Here’s another approach that would accomplish what you looking to do without too much ado:
- Press
⌘X
to cut the equation text.
- Press the shortcut to split at the cursor point and probably just hit
Esc
to terminate rename. Hit ↑
to select the first segment.
- Use
Project ▸ New From Template ▸ (equation)
. We get a new item as a sibling below the current.
-
⌃⇥
to shift over to the editor.
-
⌘V
(or ⇧⌥⌘V
) to paste what we cut in step 1.
The nice thing about this approach is that it is fully keyboard and menu command accessible, meaning automation like Keyboard Maestro (Mac) or AutoHotKey (Win) can step in and make this pretty much “one click”.
Now as to the feature request itself: the problem as I see it is that there are multiple things going on here that do not have a native single-click solution (let alone all at once):
- We are splitting the text twice, both before and after the selection range, resulting in three items.
- One of the items does not split in the fashion it ordinarily would (inheriting the attributes of the item it was split from), but instead adopts attributes from something else in the binder (a template).
The problem isn’t so much that your idea isn’t addressing something useful—I definitely see what you are going for here—but rather that I’m having a hard time thinking of an elegant solution to addressing how any of the above happens with any more elegance (or less keyboard/clicking events) than the existing methods.
A three-way split? Sure, though it might be a mouthful to try and explain the result in a menu command, that is at least conceivable—and such things really do need to be explained well since this is one of those few things you can do in the editor that you can’t always as easily undo.

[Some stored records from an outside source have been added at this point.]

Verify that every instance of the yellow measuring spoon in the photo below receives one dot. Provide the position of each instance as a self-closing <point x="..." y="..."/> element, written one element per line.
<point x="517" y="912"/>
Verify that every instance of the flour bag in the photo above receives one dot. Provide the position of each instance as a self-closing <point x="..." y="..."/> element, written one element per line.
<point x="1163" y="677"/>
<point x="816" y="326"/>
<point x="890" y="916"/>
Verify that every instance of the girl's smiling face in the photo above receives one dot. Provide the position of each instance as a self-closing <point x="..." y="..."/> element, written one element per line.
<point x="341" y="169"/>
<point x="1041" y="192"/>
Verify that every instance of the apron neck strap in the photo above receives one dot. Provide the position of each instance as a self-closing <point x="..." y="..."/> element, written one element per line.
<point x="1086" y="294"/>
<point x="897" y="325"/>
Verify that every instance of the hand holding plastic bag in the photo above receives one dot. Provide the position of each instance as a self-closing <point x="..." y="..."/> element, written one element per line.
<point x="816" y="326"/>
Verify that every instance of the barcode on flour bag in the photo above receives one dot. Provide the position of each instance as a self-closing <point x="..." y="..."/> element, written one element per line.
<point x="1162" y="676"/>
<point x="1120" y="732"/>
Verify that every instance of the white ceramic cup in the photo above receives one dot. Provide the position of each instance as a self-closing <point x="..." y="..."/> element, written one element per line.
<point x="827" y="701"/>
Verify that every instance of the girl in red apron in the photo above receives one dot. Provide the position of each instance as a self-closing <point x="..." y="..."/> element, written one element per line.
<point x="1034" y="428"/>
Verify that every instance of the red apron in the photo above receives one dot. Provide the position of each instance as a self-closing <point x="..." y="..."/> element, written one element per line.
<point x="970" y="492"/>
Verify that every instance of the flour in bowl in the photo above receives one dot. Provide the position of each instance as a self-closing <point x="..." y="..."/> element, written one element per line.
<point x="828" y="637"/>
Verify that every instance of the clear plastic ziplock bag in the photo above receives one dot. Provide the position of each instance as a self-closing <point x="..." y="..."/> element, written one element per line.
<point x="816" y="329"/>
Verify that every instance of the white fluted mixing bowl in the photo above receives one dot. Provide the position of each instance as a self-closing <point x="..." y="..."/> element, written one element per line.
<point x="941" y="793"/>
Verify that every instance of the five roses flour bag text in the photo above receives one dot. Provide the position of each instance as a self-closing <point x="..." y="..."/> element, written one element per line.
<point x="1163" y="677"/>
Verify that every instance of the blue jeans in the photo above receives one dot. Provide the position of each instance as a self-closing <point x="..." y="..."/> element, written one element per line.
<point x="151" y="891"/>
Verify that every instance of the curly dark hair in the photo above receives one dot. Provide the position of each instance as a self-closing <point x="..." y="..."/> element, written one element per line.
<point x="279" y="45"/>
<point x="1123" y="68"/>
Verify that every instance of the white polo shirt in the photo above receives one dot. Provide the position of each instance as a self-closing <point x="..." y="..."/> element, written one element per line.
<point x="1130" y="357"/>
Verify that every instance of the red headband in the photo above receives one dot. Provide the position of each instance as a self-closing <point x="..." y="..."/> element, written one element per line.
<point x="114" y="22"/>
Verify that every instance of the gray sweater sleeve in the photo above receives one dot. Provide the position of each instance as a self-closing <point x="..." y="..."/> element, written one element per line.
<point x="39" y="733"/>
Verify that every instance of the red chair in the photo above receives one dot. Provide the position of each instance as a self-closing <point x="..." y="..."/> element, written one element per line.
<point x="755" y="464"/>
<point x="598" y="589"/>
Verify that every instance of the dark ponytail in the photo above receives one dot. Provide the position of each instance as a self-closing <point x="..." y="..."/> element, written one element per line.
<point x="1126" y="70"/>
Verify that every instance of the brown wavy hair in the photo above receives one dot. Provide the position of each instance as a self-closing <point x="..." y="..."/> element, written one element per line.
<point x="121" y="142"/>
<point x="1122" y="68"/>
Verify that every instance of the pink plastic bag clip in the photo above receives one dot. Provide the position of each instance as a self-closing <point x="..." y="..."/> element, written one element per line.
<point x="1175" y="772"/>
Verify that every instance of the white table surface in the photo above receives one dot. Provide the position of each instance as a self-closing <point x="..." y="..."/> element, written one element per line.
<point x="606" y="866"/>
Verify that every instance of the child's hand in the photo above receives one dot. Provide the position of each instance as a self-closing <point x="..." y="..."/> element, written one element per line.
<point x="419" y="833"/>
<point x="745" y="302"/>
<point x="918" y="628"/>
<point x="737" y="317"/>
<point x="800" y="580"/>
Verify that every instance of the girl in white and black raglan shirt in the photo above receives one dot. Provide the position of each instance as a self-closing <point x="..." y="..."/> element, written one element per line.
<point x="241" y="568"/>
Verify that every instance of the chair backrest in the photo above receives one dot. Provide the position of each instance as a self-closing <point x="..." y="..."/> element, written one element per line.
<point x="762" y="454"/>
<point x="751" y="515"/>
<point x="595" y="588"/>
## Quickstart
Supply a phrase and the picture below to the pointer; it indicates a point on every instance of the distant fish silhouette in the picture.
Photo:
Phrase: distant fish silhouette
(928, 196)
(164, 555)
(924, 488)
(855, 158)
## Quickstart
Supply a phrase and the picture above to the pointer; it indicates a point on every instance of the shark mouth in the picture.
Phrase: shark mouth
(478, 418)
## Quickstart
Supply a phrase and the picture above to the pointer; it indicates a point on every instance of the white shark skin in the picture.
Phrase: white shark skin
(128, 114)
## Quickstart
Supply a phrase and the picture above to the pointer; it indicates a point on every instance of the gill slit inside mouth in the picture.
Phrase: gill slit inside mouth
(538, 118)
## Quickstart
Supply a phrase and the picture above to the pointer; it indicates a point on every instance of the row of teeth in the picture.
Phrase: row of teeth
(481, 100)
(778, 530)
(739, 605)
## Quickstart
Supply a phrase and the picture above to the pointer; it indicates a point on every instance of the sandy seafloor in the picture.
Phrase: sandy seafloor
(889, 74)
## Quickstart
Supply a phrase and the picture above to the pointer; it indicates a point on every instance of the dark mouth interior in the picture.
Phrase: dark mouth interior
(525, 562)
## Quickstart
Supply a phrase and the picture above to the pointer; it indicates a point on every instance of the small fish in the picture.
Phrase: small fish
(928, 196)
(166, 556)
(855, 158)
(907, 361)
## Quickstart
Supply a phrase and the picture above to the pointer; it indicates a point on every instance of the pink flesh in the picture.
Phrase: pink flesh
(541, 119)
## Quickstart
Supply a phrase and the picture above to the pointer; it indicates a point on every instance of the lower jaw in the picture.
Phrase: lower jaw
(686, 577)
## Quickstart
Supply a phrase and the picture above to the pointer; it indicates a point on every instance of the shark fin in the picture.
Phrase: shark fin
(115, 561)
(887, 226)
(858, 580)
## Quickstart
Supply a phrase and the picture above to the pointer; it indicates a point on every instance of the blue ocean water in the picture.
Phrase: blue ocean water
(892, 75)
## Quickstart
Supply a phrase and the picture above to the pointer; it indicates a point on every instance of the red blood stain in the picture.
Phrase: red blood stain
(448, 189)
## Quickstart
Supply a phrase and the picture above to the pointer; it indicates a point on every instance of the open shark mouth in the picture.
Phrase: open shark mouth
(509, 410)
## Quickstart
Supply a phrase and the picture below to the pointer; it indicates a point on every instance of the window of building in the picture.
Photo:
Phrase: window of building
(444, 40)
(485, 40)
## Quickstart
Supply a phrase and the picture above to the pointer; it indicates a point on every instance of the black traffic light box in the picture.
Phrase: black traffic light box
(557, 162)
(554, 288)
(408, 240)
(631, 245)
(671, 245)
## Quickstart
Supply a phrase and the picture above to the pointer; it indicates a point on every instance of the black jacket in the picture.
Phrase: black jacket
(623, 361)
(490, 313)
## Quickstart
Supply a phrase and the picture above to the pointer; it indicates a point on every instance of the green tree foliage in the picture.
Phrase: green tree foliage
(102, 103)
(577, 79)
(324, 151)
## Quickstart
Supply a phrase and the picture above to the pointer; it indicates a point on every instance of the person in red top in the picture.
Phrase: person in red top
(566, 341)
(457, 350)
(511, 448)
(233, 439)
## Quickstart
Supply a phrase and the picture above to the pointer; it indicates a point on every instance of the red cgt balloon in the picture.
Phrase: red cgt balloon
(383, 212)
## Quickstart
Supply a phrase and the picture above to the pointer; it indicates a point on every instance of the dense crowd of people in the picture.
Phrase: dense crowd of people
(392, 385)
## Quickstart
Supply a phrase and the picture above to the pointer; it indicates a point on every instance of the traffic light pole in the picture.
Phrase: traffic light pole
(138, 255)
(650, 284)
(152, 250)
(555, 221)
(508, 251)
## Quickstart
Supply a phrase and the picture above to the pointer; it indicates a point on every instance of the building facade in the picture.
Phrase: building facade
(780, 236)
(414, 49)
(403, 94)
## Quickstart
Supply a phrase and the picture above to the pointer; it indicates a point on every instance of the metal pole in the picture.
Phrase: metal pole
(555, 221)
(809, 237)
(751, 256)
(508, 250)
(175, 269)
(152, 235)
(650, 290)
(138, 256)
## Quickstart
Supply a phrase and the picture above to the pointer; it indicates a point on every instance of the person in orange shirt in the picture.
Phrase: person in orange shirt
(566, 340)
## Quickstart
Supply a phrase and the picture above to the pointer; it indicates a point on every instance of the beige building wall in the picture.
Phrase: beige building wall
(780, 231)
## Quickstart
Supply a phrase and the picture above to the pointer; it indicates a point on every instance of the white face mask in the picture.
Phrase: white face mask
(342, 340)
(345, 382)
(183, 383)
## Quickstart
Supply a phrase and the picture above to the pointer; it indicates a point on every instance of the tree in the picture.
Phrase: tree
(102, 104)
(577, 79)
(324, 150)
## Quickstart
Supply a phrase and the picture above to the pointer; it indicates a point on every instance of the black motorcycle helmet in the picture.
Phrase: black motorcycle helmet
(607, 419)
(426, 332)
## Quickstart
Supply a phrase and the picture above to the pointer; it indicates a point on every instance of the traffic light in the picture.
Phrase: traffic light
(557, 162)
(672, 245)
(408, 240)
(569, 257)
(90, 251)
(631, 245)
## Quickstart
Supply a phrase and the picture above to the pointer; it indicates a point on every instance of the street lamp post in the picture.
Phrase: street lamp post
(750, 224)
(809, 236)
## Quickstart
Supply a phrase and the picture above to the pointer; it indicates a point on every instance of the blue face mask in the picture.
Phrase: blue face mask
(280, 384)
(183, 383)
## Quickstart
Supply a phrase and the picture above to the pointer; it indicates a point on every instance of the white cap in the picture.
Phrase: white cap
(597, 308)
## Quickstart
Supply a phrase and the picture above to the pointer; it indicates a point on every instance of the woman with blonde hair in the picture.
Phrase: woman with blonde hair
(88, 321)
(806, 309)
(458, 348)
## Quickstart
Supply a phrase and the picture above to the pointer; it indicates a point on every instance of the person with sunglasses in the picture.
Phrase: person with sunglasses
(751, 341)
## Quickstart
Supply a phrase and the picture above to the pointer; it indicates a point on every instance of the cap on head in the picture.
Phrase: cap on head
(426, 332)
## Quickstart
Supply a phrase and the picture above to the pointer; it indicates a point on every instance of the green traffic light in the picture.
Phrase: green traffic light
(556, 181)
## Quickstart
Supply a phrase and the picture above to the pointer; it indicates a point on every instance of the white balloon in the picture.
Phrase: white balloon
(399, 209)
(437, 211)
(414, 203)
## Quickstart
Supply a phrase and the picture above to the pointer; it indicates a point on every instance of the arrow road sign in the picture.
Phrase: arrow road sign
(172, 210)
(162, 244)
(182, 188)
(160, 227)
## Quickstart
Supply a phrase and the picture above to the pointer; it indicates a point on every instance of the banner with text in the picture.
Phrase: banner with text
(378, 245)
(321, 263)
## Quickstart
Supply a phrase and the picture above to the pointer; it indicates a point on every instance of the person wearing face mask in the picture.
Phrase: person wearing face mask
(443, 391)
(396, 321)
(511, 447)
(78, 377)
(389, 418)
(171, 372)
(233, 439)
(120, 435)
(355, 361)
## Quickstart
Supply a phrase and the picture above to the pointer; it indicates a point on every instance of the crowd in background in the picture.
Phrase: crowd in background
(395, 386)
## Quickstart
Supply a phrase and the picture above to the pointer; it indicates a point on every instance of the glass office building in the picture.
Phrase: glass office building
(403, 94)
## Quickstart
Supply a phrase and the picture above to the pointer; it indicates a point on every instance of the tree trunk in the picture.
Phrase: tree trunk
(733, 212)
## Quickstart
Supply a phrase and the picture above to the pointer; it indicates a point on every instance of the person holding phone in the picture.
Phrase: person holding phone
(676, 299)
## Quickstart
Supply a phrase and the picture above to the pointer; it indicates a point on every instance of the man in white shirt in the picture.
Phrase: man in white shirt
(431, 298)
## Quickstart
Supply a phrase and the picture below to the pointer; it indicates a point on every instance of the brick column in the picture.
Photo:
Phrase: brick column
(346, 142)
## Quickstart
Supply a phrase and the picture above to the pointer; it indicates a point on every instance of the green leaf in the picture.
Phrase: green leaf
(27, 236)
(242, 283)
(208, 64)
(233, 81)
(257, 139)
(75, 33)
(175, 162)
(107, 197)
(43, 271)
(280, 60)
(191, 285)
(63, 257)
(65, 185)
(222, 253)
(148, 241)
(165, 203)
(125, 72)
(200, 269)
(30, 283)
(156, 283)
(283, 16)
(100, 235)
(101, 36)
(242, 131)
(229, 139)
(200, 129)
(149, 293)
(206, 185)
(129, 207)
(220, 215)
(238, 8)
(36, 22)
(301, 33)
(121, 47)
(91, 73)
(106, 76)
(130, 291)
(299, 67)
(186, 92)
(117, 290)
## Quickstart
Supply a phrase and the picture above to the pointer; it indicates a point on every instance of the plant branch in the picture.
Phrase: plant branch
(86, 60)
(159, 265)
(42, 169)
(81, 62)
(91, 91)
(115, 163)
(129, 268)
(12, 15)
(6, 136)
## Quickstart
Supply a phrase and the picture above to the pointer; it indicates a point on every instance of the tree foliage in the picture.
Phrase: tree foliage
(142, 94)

But how to have one (or more, I guess?) of the three split items “know” that it should import metadata attributes from a particular other binder item or template? Sure you’re thinking of the middle document being split off in this particular use case, but why not the first or third, or even all three? And how do we designate which item to pull attributes from?
Further, there are complications with using a template to stuff existing text into, or to in other words, apply a template to an existing item. What happens if the template has sample text in it already? I suppose we append or prepend it (neither is clearly better to my mind), but that will probably require further action on your part to clean up the result.
You might think metadata is more straight-forward, but is it? In this case here, there might be important attributes about the item we’re splitting off from that we might want retained. Should we split normally, so synopses and notes and keywords and other ephemera get applied to split 2 and 3, and the overwrite anything conflicting that the template assigns?
And what is conflicting? What is default in this case? For some things there may be clearer answers, but is deleting all keywords because the template has no keywords appropriate and expected? Should the action be essentially like a macro from New From Template + Add new item below with stuff + Select both and Merge? That’s a result that is in my opinion noisy for the sake of safety rather than ideal.
I don’t know, I just have a lot of questions about how this would work in practice. We might program it to work very specifically the way you want (only the middle item gets a template’s attributes, template overwrites everything in the Inspector, etc.), but I bet you if we did that we’d just get more feature requests to make it more flexible—which means more interface, and less elegance.